In a statement issued at the conclusion of the meetings, the bishops described signs of hope they had witnessed during their visit.
“At the University, Christians and Muslims study together harmoniously. We were impressed by their commitment to their studies, their energy and enthusiasm, their wish to stay in the land of their birth and their hope for a just peace that will bring them, and all people of the Holy Land, a better future.
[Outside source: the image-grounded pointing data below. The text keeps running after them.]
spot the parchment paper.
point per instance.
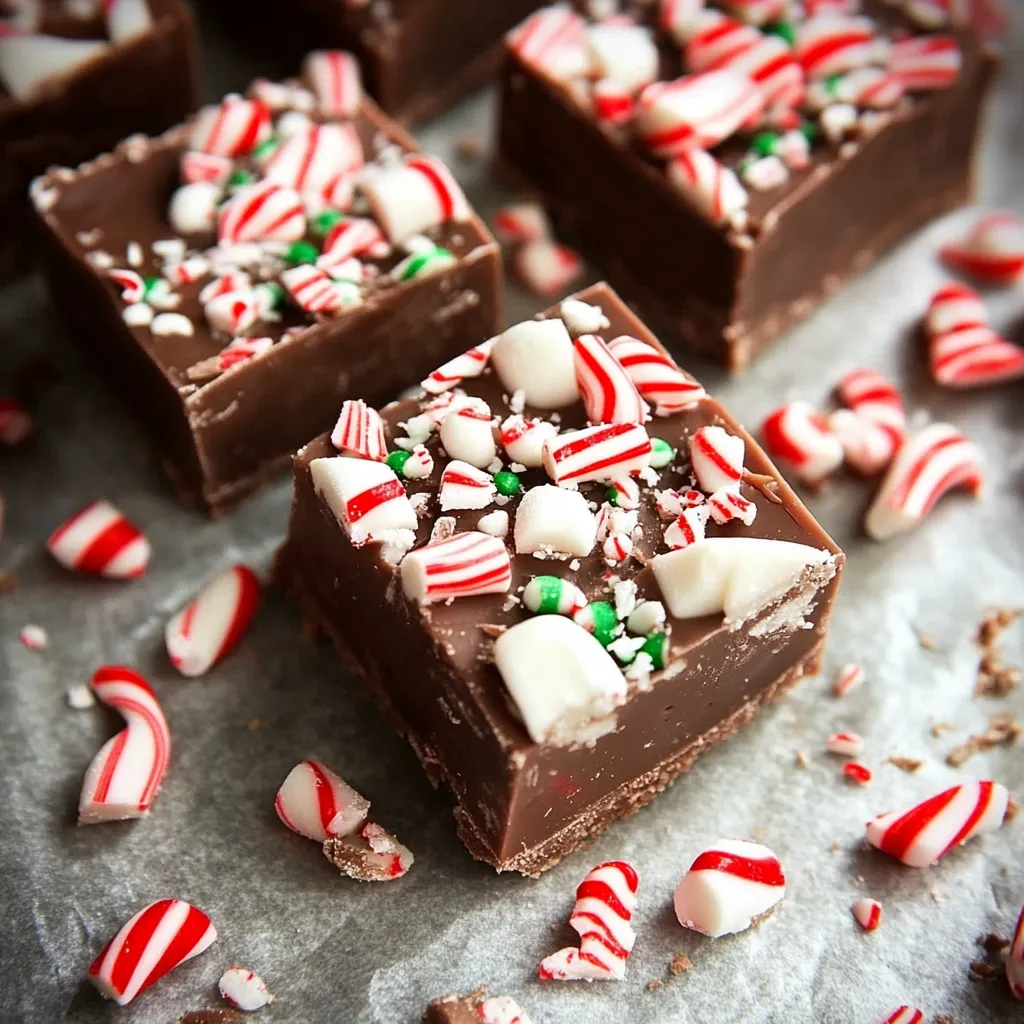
(334, 950)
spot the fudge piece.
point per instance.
(559, 617)
(75, 81)
(311, 254)
(729, 176)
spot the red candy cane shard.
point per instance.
(123, 778)
(155, 941)
(932, 462)
(656, 377)
(605, 903)
(206, 629)
(314, 802)
(99, 540)
(921, 835)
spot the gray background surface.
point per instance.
(334, 950)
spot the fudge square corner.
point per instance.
(238, 276)
(563, 570)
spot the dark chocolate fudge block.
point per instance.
(74, 83)
(730, 176)
(559, 617)
(310, 255)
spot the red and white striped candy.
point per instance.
(696, 112)
(15, 423)
(263, 212)
(453, 373)
(100, 540)
(713, 188)
(230, 128)
(546, 266)
(727, 886)
(334, 78)
(463, 565)
(921, 835)
(992, 250)
(604, 905)
(926, 62)
(802, 437)
(717, 458)
(656, 377)
(465, 486)
(867, 913)
(930, 463)
(608, 393)
(315, 156)
(359, 431)
(834, 44)
(601, 453)
(206, 629)
(314, 802)
(158, 939)
(123, 778)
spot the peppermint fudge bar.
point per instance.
(76, 79)
(239, 276)
(562, 570)
(731, 174)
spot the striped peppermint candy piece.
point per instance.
(834, 44)
(696, 112)
(158, 939)
(929, 463)
(717, 458)
(465, 486)
(314, 802)
(601, 453)
(230, 128)
(656, 377)
(802, 437)
(123, 778)
(359, 431)
(262, 212)
(927, 832)
(608, 393)
(924, 64)
(604, 905)
(711, 186)
(463, 565)
(728, 886)
(334, 78)
(471, 364)
(992, 250)
(101, 541)
(216, 619)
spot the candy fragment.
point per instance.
(158, 939)
(921, 835)
(604, 905)
(206, 629)
(99, 540)
(728, 886)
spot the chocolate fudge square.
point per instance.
(572, 574)
(74, 82)
(729, 176)
(239, 276)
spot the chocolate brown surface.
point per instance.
(718, 290)
(220, 438)
(143, 84)
(521, 805)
We also heard of growing interreligious cooperation for peace among Jews, Christians and Muslims.”
The bishops encouraged “Catholics in our own nations to come on pilgrimage to the Holy Land—visiting both the holy places and the living Catholic communities that witness to Christ in the land of his birth.” The people they met with “yearn for a future of freedom, peace and security—for both Palestinians and Israelis.” A frequent refrain was a call to respect the basic human rights of all, including security for Israelis and security and freedom for Palestinians.
The bishops also pointed to the existing security wall that continues to divide Israelis and Palestinians in the Holy Land as a symbol and a reminder of fears that continue to separate these people, who, through lack of human contact, risk deepening divisions.
They concluded, however, that for Israel and Palestine, “It is a time of both opportunity and danger.”
“Our sincere hope and prayer,” they said, “is that the leaders and peoples of Israel and Palestine, with the full support and encouragement of our own nations and the international community, will find a path to a just peace…God’s grace gives us hope.”